An introduction to supervised learning by example: path regime classification

Andre Weiner, Flow Modeling and Control Group
Technical University of Braunschweig, Institute of Fluid Mechanics

✉	Mail	☍	LinkedIn
✍	Blog	✪	Github

Some warm-up questions ...

Machine learning (ML)?

Supervised machine learning?

difference between

supervised ML,
unsupervised ML,
reinforcement learning?

Deep learning?

synonym for ML
algorithm to find cats in images/videos
magical black box problem solver
none of the above

(Deep) neural networks are used to solve

supervised ML problems
unsupervised ML problem
reinforcement learning problems
all of the above

Python?

no idea
I know what it is but I've never used it
basic knowledge/experience

Jupyter notebooks?

no idea
I know what it is but I've never used it
basic knowledge/experience

Outline

ML terminology and notation
Path regime classification
Learning resources

Goal: understand when to use supervised ML

ML terminology and notation

Just enough to get you started ...

Features and Labels

Feature 1 $Re$	Feature 2 $\alpha$	...	Label 1 $c_d$	Label 2 regime
334	2	...	0.123	laminar
334	4	...	0.284	laminar
12004	2	...	0.573	turbulent
12004	4	...	0.834	turbulent
...	...	...	...	...

Image source: Kitware Inc., Flickr

Supervised ML

Learning based on features and labels

Classification or regression?

Creating a transport model $\mu (T)$ based on experimental data ...

regression
classification
could be both

Creating a wall function to for the turbulent viscosity in RANS simulations ...

regression
classification
could be both

Impact behavior of a droplet on a surface ...

regression
classification
could be both

Predict the stability regime of a rising bubble ...

regression
classification
could be both

Feature and label vectors

$N$ samples of $N_f$ features and $N_l$ labels

$i$	$x_{1}$	...	$x_{N_f}$	$y_{1}$	...	$y_{N_l}$
1	0.1	...	0.6	0.5	...	0.2
...	...	...	...	...	...	...
$N$	1.0	...	0.7	0.4	...	0.2

ML models often map multiple inputs to multiple outputs!

Feature vector

$$ \mathrm{x} = \left[x_{1}, x_{2}, ..., x_{N_f}\right]^T $$ $\mathrm{x}$ - column vector of length $N_f$

$$ \mathrm{X} = \left[\mathrm{x}_{1}, \mathrm{x}_{2}, ..., \mathrm{x}_{N_f}\right] $$ $\mathrm{X}$ - matrix with $N_s$ rows and $N_f$ columns

Label vector

$$ \mathrm{y} = \left[y_{1}, y_{2}, ..., y_{N_l}\right]^T $$ $\mathrm{y}$ - column vector of length $N_l$

$$ \mathrm{Y} = \left[\mathrm{y}_{1}, \mathrm{y}_{2}, ..., \mathrm{y}_{N_l}\right] $$ $\mathrm{Y}$ - matrix with $N_s$ rows and $N_l$ columns

In the artificial dataset from before ($Re$, $\alpha$, $c_d$, regime), what is the value of $N_f$ if we use all available features?

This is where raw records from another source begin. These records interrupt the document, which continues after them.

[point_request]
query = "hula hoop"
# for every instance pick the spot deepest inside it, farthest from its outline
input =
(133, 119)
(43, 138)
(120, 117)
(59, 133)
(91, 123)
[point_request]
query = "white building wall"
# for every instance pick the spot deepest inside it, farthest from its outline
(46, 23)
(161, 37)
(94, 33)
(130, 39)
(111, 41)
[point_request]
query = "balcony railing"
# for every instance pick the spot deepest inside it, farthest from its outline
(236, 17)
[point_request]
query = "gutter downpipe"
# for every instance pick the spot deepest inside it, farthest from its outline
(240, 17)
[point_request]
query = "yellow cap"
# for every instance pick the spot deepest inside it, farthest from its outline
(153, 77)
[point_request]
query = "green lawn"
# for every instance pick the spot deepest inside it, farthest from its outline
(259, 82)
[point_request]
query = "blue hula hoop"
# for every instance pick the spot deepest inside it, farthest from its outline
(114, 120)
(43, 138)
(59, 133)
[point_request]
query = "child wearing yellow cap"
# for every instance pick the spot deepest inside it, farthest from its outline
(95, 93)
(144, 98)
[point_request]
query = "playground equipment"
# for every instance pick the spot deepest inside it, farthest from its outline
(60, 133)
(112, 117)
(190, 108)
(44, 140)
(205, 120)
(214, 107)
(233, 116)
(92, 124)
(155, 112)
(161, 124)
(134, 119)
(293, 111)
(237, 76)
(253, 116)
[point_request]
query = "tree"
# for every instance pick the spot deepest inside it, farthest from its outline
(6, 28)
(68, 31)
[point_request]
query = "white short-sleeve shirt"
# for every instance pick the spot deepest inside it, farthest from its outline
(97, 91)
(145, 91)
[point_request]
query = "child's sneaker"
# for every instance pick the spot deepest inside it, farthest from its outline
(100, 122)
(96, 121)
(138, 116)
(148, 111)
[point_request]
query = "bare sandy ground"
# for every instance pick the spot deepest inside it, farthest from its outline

In the artificial dataset from before ($Re$, $\alpha$, $c_d$, regime), what is the value of $N_l$?

1
2
problem dependent

ML model and prediction

$$ f_\mathrm{w} : \mathbb{R}^{N_f} \rightarrow \mathbb{R}^{N_l} $$ $f_\mathrm{w}$ - ML model with weights $\mathrm{w}$ mapping from the feature space $\mathbb{R}^{N_f}$ to the label space $\mathbb{R}^{N_l}$ $$ \hat{\mathrm{y}} = f_\mathrm{w}(x_1, x_2, ..., x_{N_f}) $$ $\hat{\mathrm{y}}$ - (model) prediction

Path regime classification

Github repository
path_regime_classification.ipynb
open path_regime_classification.html in a browser

water/air: $d_{eq}=3~mm$

water/air: $d_{eq}=5~mm$

Source: M. K. Tripathi et al. 2015, figure 1.

Potential issues ...

assuming the decision boundary were created manually, e.g., using a graphical tool (Gimp, Inkscape, Photoshop, ...)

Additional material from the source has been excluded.